Have you actually tried to retain BOTTOM right at the beginning of TOP's method (before releasing MIDDLE)?

If so, and if this is not working, check if you're just releasing MIDDLE and BOTTOM or if you're forcing one or both to dealloc right away (by calling dealloc directly instead of release). While you're just releasing BOTTOM in MIDDLE's dealloc method, it should not be dealloced by the system if there's still another object retaining it.

I hope I haven't missed the point - if so, maybe you should clarify your problem by posting some code, including the release chain from TOP to BOTTOM.

While I'd still try to solve this issue, why don't you delay the release of MIDDLE until TOP doesn't need BOTTOM anymore?

Answer 5

For the general question, there isn't a very good answer except that's the way it works. Non garbage-collected Objective-C is an explicitly memory-managed language. This means it's up to you to take care of the object ownership semantics. There are conventions to help you do this, but ultimately you have to pay attention to who owns what.

Now, you can argue that mere presence on the call stack is a kind of de facto ownership, and it would certainly be possible to design the language that way. However, in practice this would entail a lot of superfluous retaining and releasing that is unnecessary in all well-designed code and would only provide a specious safety buffer in a very few edge cases. It would probably also make a lot of genuine memory management bugs harder to find.

You are, of course, entitled to disagree with that analysis, but neither you nor I have any say in the matter.

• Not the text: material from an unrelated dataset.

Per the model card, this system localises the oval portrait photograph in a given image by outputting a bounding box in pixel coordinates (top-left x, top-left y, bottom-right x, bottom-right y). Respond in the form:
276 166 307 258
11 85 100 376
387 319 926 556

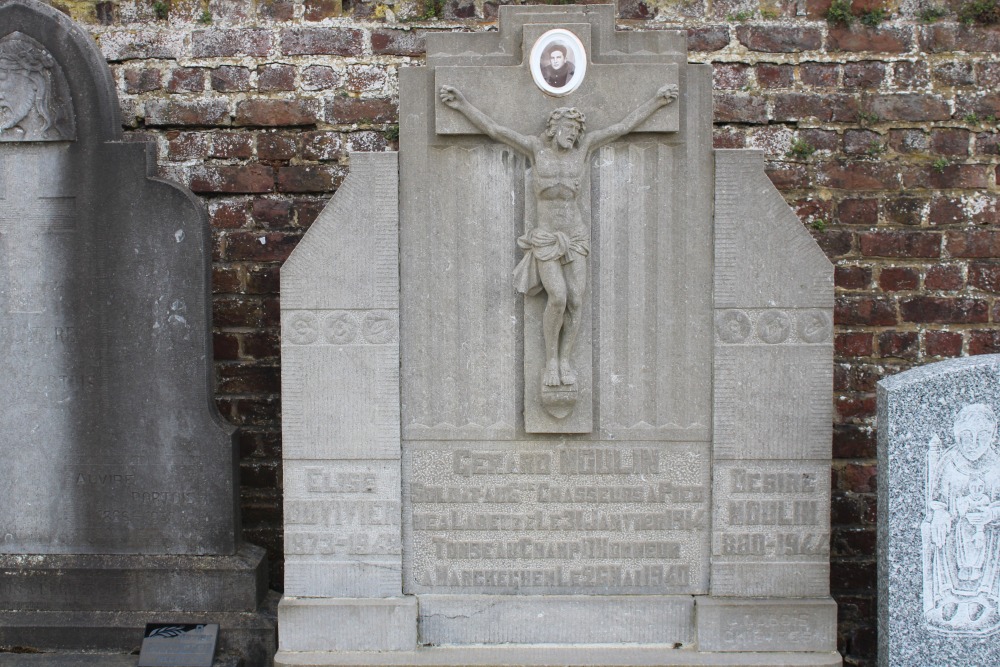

In the specific case you describe, it seems to me the problem is that you haven't properly defined the ownership semantics when passing BOTTOM out from MIDDLE. There are two possibilities:

1. MIDDLE returns a weak reference, which may subsequently go away. In this case it is up to TOP to retain before doing anything that might change the status of BOTTOM -- and calling release on MIDDLE surely falls into that category.
2. MIDDLE confers temporary ownership on the caller, with the reference expected to remain good until the autorelease pool drains: return [[BOTTOM retain] autorelease]; In this case, it is safe to release MIDDLE afterwards.

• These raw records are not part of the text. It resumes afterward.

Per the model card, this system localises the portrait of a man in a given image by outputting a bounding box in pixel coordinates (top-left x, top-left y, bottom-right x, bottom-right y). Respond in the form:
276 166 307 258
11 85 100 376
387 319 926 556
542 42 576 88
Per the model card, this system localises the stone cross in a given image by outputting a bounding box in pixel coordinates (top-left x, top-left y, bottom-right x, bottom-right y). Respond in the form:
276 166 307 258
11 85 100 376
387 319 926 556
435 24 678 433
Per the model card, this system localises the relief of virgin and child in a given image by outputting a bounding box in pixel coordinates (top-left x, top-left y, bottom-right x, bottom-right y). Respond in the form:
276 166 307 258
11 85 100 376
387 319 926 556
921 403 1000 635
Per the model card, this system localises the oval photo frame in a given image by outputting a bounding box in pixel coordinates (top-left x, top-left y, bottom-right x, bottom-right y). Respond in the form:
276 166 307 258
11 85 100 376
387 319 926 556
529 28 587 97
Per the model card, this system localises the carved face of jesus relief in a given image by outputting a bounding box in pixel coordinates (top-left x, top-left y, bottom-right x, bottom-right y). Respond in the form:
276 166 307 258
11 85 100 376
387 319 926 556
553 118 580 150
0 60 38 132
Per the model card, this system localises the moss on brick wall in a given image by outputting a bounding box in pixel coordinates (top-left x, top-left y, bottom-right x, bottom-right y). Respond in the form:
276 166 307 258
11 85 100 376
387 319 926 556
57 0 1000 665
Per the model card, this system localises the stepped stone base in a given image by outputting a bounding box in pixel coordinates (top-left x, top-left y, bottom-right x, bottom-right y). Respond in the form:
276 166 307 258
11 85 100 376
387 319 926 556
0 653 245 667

Both of these are valid approaches as Objective-C stands, and both will work. You just need to decide explicitly which you're using and act accordingly. Your bug arose from doing the first but expecting it to behave like the second.

Answer 6

There are a number of reasons the runtime can't reasonably retain and release every argument for you.

1. People already complain about Objective-C's inefficiency. Forcing arity*2 messages for every method call in addition to the method's actual code would be nuts.

2. An arbitrary object cannot be assumed to respond to retain and release. That's unique to classes conforming to NSObject.

3. Arguments can be and often are rebound. In order to do this, the runtime would have to track the initial values of the arguments.

4. There are reasons not to want this behavior, which seem at least as valid as the reasons for wanting it (essentially, it could simplify a design in cases where you don't want to go to the trouble of following the memory management contract). There could be a method that intentionally releases an argument and allocates a new one in its place (along the lines of an init method) and in the case of large objects, this could result in a much larger memory footprint. This would be especially troublesome on the iPhone, which is the primary platform for retain and release.

Answer 7

Is there a pattern I can follow to prevent it from happening in the future?

Yes. Your TOP object needs to claim ownership of the BOTTOM object. You own any object that you obtain by calling 'alloc', 'new' or 'copy'. We can probably assume that you aren't getting a reference to the BOTTOM object by calling one of those three methods, which means that if you want BOTTOM to stick around, you need to call 'retain' on it.

It sucks that you had to spend the time tracking down your bug, but from the sounds of it your objects were behaving exactly as conventions dictate.